Nukewatch Quarterly Winter 2014
Clean energy produced more electricity in Scotland than nuclear, coal or gas for the first time, in the first half of 2014. Renewable energy in Scotland from wind farms, hydro power and other clean systems provided the single largest source of electricity to the country for the first time, new industry figures showed.
Analysis by the trade body Scottish Renewables showed that renewables produced nearly one third more power than nuclear, coal or gas in the first six months of 2014, generating a record 10.4 terawatt hours during the six-month period.
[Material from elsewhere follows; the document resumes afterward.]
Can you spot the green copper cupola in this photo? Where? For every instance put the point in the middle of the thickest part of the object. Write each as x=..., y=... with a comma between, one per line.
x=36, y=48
A terawatt is a trillion watts.
The analysis compared Energy Trends data on renewable energy output produced by the Department of Energy and Climate Change, with figures produced by the national grid on coal, gas and nuclear power.
Niall Stuart, Chief Executive of Scottish Renewables, said the record figures marked a major leap forward for the government’s plan to generate 100 percent of its electricity from renewable sources by 2020.
“This important milestone is good news for anyone who cares about Scotland’s economy, our energy security and our efforts to tackle climate change,” Stuart said.
Onshore wind and hydro power remain Scotland’s main sources of renewable energy, but Stuart said there is significant potential for offshore wind and wave and tidal power if they receive sufficient government support, including new grid connections to Scottish islands.
Scotland’s Business, Energy and Tourism Minister, Fergus Ewing, said the figures highlight the potential that renewable energy has to replace nuclear power.